Nature is the best teacher. I looked her in the eye and told her a story of Bear. During the summer and fall, Bear makes her way through the forest, eating all the while. Why does Bear do this? To prepare for winter. Yes, Bear eats and eats to store up lots of fat to help her survive the long winter. For Bear, fat is what keeps her alive and healthy, warm and strong. When I go into the forest today, I will take with me the lessons of Bear. How am I being Bear today? By wearing lots of layers and a warm coat. That’s exactly right. Look at all of these layers I have on! They are like Bear’s layers of fat that she uses to keep warm. Do you think that your jacket will help you stay warm and safe, just like Bear?

Remembering that I do not have to fight the status quo, I need only offer an alternative path, is immensely helpful in times like these. That alternative path isn’t a philosophy, a way of life, or even a state of being, it is simply a connection with the natural world.

The benefits of outdoor exploration extend far beyond simply learning how to set up a tent, tie a figure eight knot, or maneuver a bike around obstacles. What are some of the benefits that you see in the young women you work with?

I cannot even begin to tell you about the intellect, intuition, strength, and beauty that I see in the young people I work with. Some of them are bold and audacious in the skills that they learn. They come to outings with spoons that they’ve carved, baskets that they have woven, or facts about salmon that they researched. Many of them are full up with the fire of justice and engagement. They tell me about the environmental legislation that is being passed in the county or the service that they are doing to better the lives of abandoned animals.

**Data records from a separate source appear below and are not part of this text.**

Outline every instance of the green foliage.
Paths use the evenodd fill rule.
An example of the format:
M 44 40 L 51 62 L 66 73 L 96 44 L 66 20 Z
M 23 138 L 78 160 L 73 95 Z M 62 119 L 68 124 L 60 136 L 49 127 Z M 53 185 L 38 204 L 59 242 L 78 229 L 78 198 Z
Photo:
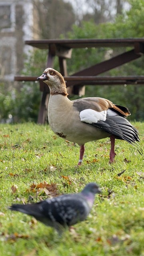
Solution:
M 144 123 L 133 124 L 144 149 Z M 1 124 L 0 137 L 1 256 L 143 256 L 144 160 L 132 146 L 116 140 L 116 162 L 110 166 L 109 138 L 88 142 L 76 168 L 79 147 L 56 137 L 48 125 Z M 44 190 L 30 189 L 45 182 L 56 184 L 60 194 L 96 182 L 102 194 L 96 196 L 87 220 L 60 237 L 34 218 L 8 209 L 50 197 Z
M 27 82 L 15 91 L 14 122 L 37 122 L 41 97 L 38 82 Z
M 92 19 L 81 23 L 80 26 L 74 24 L 67 37 L 74 38 L 138 38 L 144 36 L 144 2 L 143 0 L 130 0 L 131 8 L 116 16 L 111 22 L 96 25 Z M 64 34 L 61 38 L 65 38 Z M 68 74 L 70 75 L 96 63 L 122 52 L 125 49 L 101 47 L 90 49 L 74 49 L 71 59 L 67 60 Z M 127 49 L 128 50 L 130 48 Z M 26 56 L 22 74 L 40 75 L 46 67 L 47 51 L 35 48 Z M 103 73 L 104 75 L 143 75 L 144 56 L 134 61 Z M 60 71 L 58 58 L 55 58 L 54 68 Z M 35 122 L 40 100 L 38 85 L 34 83 L 20 83 L 18 92 L 7 92 L 3 90 L 0 94 L 1 103 L 0 119 L 6 120 L 9 114 L 13 113 L 14 120 Z M 87 86 L 85 96 L 99 96 L 107 98 L 116 104 L 127 106 L 132 113 L 132 120 L 144 120 L 144 85 L 124 85 L 116 86 Z M 75 96 L 75 98 L 76 97 Z
M 8 90 L 4 82 L 0 83 L 0 120 L 5 122 L 8 118 L 8 115 L 12 114 L 12 108 L 14 103 L 14 92 Z

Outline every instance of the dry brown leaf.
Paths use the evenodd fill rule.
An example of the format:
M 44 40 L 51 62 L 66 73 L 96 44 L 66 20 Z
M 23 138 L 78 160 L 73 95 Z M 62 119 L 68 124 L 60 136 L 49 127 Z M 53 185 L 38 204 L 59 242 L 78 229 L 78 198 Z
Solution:
M 4 234 L 4 235 L 5 234 Z M 15 241 L 17 238 L 30 238 L 30 236 L 27 234 L 19 234 L 18 233 L 16 232 L 14 233 L 13 234 L 12 234 L 11 235 L 8 235 L 6 234 L 6 240 L 10 240 L 12 241 Z
M 140 178 L 144 178 L 144 172 L 137 172 L 136 173 L 140 176 Z
M 14 194 L 14 193 L 16 193 L 18 188 L 18 187 L 16 185 L 13 185 L 11 186 L 11 190 L 12 190 L 12 194 Z
M 17 174 L 16 173 L 12 173 L 12 172 L 10 172 L 9 175 L 11 177 L 18 177 L 19 176 L 18 174 Z
M 4 213 L 3 212 L 0 212 L 0 216 L 5 216 Z
M 47 195 L 51 195 L 55 196 L 58 194 L 57 184 L 56 183 L 48 184 L 46 181 L 37 184 L 33 183 L 30 186 L 29 191 L 33 192 L 37 191 L 38 195 L 44 193 Z
M 63 178 L 63 179 L 66 180 L 67 181 L 69 185 L 71 185 L 72 184 L 72 182 L 70 180 L 70 178 L 68 176 L 64 176 L 64 175 L 62 175 L 61 177 L 62 178 Z
M 24 256 L 34 256 L 36 255 L 36 249 L 33 249 L 32 251 L 26 254 L 25 254 Z
M 54 139 L 54 140 L 56 140 L 56 139 L 58 138 L 58 137 L 56 136 L 56 135 L 54 135 L 52 136 L 52 138 Z

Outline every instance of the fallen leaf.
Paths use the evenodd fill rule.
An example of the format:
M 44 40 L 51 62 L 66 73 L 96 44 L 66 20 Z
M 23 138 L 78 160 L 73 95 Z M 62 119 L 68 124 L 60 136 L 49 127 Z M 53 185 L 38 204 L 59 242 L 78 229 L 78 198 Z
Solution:
M 24 256 L 34 256 L 36 255 L 36 249 L 33 249 L 32 251 L 26 254 L 24 254 Z
M 140 176 L 140 178 L 144 178 L 144 172 L 137 172 L 136 173 Z
M 48 184 L 46 181 L 37 184 L 33 183 L 30 186 L 28 190 L 34 192 L 37 191 L 39 195 L 41 195 L 43 193 L 52 196 L 56 196 L 58 194 L 57 184 L 56 183 Z
M 58 138 L 58 137 L 57 137 L 57 136 L 56 136 L 56 135 L 54 135 L 52 136 L 52 138 L 54 139 L 54 140 L 56 140 L 56 139 Z
M 127 159 L 127 158 L 124 158 L 124 161 L 125 163 L 128 163 L 128 164 L 129 163 L 130 163 L 132 162 L 131 160 L 128 160 L 128 159 Z
M 19 234 L 18 233 L 16 232 L 13 234 L 12 234 L 11 235 L 5 235 L 5 237 L 6 240 L 10 240 L 14 241 L 15 241 L 17 238 L 30 238 L 30 236 L 27 234 Z
M 88 160 L 86 160 L 86 162 L 87 164 L 92 164 L 92 163 L 96 163 L 96 162 L 99 162 L 99 159 L 96 159 L 96 158 L 94 158 L 92 161 L 89 161 Z
M 64 175 L 62 175 L 61 177 L 62 178 L 63 178 L 63 179 L 66 180 L 67 181 L 69 185 L 71 185 L 71 184 L 72 184 L 72 182 L 70 180 L 70 178 L 68 176 L 64 176 Z
M 16 173 L 12 173 L 12 172 L 10 172 L 9 174 L 9 175 L 10 175 L 11 177 L 18 177 L 18 174 L 17 174 Z
M 14 193 L 16 193 L 18 188 L 18 187 L 16 185 L 13 185 L 11 186 L 11 190 L 12 190 L 12 194 L 14 194 Z

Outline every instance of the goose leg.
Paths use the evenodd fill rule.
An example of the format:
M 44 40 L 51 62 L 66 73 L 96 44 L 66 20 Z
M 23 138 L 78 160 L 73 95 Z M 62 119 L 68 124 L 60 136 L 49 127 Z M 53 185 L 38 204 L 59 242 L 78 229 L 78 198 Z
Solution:
M 110 137 L 111 147 L 110 153 L 109 163 L 112 164 L 114 162 L 114 158 L 116 156 L 116 154 L 114 152 L 114 143 L 115 138 L 113 135 L 111 135 Z
M 78 160 L 78 165 L 80 165 L 82 164 L 84 152 L 84 145 L 81 145 L 80 146 L 80 158 Z

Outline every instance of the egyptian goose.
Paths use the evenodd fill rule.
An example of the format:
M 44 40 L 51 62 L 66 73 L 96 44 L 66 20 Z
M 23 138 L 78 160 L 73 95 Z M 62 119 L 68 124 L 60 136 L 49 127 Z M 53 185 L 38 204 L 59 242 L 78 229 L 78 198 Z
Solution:
M 113 104 L 106 99 L 89 97 L 70 100 L 62 75 L 48 68 L 37 78 L 49 86 L 48 121 L 53 131 L 63 139 L 80 146 L 78 165 L 82 162 L 84 144 L 110 137 L 109 163 L 114 162 L 115 138 L 123 140 L 142 154 L 137 130 L 126 119 L 130 114 L 128 108 Z

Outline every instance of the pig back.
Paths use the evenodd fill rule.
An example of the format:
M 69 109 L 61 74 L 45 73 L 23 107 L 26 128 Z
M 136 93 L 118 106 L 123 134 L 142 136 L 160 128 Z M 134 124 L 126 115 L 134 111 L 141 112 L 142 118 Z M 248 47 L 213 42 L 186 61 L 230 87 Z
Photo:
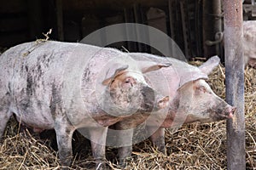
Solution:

The biggest benefit though is that they all love to be outside and that their love for nature isn’t prescriptive. Some of them love to get dirty, while others like to build well-crafted fairy houses. Some girls need to get their hair wet in every body of water that they encounter and others are content to sketch the waves upon the shore. They hear the mountain song, they dance in the wind, they paint with mud, they connect with the worms, the birds, the whales, the sword ferns, and each other. What else, really, could one look for?